Monday, July 23, 2012

Don't believe a word I say

I mentioned last week that I was working on a project, the tasks for which included reaching out to various co-workers with whom I generally have minimal-to-zero contact. All of that actually went fine, and no one gave me any grief or blew me off; leading off with “the boss asked me to follow up on this” worked wonders in terms of getting people on board.

The project itself involved finalizing a list of documents our agency would theoretically share with other agencies, with my primary responsibility entailing building an online version of this list, but I had to reach out to others about the appropriateness of including certain documents, mostly along the lines of “This document seems really old. Do we have anything more recent, or do we go with the guidelines from the previous millennium?” (A dozen years into this century and that bit still hasn’t gotten old.) Truly thrilling stuff, determining if various governmental statements have or have not been updated or superseded at any point, and I was happy to leave those determinations in other folks’ hands.

One specific co-worker of mine was the go-to person for one particular document, which left me shaking my head after the fact. I can’t readily recall if I have mentioned this woman before, I think maybe I have? She started here after we moved from Rosslyn to Crystal City, and however competent she is in her professional role she’s just kind of clueless at every point beyond those duties. She’s not mean-spirited at all, but she manages to come across as rude sometimes simply due to her own solipsistic obliviousness. She’s the kind of person who assumes by default that if she hasn’t heard of something, it’s hyper-obscure and no one else will have heard of it either; otherwise, surely she would have been informed that she needed to know about it! That type.

Anyway, she also has a pretty limited sense of humor. She makes jokes, and she laughs at other people’s jokes, but often the jokes she makes are only funny to her and the jokes she laughs at have to be awfully broad, the kind of lame quips that when a person makes them everyone rolls their eyes, and if somebody actually finds them kneeslappingly funny it makes the joke retroactively excruciating. On the other hand she can make legitimately funny jokes excruciating as well, if her frame of reference can’t make sense of them and they have to be explained to her (and make no mistake she will insist upon an explanation).

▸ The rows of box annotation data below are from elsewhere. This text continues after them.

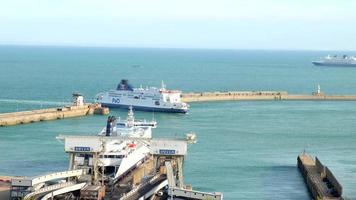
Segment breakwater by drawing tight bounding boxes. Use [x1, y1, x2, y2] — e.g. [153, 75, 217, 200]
[182, 91, 356, 103]
[0, 104, 109, 126]
[297, 153, 343, 200]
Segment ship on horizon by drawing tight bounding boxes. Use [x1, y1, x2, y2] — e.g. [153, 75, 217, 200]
[312, 55, 356, 67]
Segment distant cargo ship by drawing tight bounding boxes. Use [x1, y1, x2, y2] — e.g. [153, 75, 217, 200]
[96, 80, 188, 113]
[312, 55, 356, 67]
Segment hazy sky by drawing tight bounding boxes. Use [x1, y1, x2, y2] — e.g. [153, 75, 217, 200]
[0, 0, 356, 50]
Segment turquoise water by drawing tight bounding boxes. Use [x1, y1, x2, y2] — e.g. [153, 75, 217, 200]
[0, 46, 356, 200]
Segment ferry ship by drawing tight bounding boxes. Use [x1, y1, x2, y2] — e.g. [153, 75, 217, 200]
[312, 55, 356, 67]
[75, 107, 157, 182]
[95, 80, 189, 113]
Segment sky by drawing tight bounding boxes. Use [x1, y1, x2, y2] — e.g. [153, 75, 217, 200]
[0, 0, 356, 50]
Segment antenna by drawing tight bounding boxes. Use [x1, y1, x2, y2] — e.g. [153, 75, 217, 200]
[161, 80, 166, 89]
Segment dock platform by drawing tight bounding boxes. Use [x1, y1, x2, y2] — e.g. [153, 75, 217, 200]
[297, 153, 343, 200]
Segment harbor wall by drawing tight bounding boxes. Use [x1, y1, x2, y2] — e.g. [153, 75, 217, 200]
[297, 153, 343, 200]
[0, 104, 109, 126]
[182, 91, 356, 103]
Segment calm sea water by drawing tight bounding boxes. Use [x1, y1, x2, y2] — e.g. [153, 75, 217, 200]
[0, 46, 356, 200]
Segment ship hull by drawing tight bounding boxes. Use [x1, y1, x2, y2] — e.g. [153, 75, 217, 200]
[312, 62, 356, 67]
[101, 103, 188, 113]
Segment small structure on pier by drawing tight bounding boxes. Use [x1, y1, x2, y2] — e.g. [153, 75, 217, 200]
[73, 92, 84, 106]
[312, 84, 325, 96]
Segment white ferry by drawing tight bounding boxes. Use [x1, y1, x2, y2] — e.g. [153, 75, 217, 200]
[95, 80, 189, 113]
[75, 107, 157, 181]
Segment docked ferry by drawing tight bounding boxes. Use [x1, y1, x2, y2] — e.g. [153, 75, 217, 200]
[312, 55, 356, 67]
[95, 80, 189, 113]
[75, 107, 157, 182]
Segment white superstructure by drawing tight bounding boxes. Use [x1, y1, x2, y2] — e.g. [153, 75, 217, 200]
[71, 107, 157, 180]
[96, 80, 188, 113]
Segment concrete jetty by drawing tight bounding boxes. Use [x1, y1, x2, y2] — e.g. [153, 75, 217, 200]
[297, 153, 343, 200]
[182, 91, 356, 103]
[0, 93, 109, 127]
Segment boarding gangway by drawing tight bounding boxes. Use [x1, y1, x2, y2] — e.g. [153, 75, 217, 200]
[41, 183, 87, 200]
[24, 181, 76, 200]
[32, 169, 88, 186]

So. I asked her, via e-mail, if a certain document from 1992 was still valid. She came over to my desk to tell me that yes, in fact, it was still valid because no revision had come along since then. Although of course she couldn’t imagine why no one had revised it in all that time. The very first thing that popped into my head, and which subsequently fell out of my mouth, was “Well, maybe it’s scheduled to be revised every twenty-one years.” Because, HA-HA, what a random arbitrary schedule that would be! Indeed, how droll the very thought! And yet, I swear, as soon as I said it my co-worker very earnestly responded, “Oh, do you think so? Why would they have it every twenty-one …” and I had to, for mercy’s sake, cut her off and say no, no, just kidding, just a joke.

I mean, truth can be stranger than both fiction and humor in the involuted world of government bureaucracy, but seriously? It’s enough to make me question the value of going through life with one eye always on the lookout for opportunities to yank people’s chains. Some rubes just take all the fun out of it.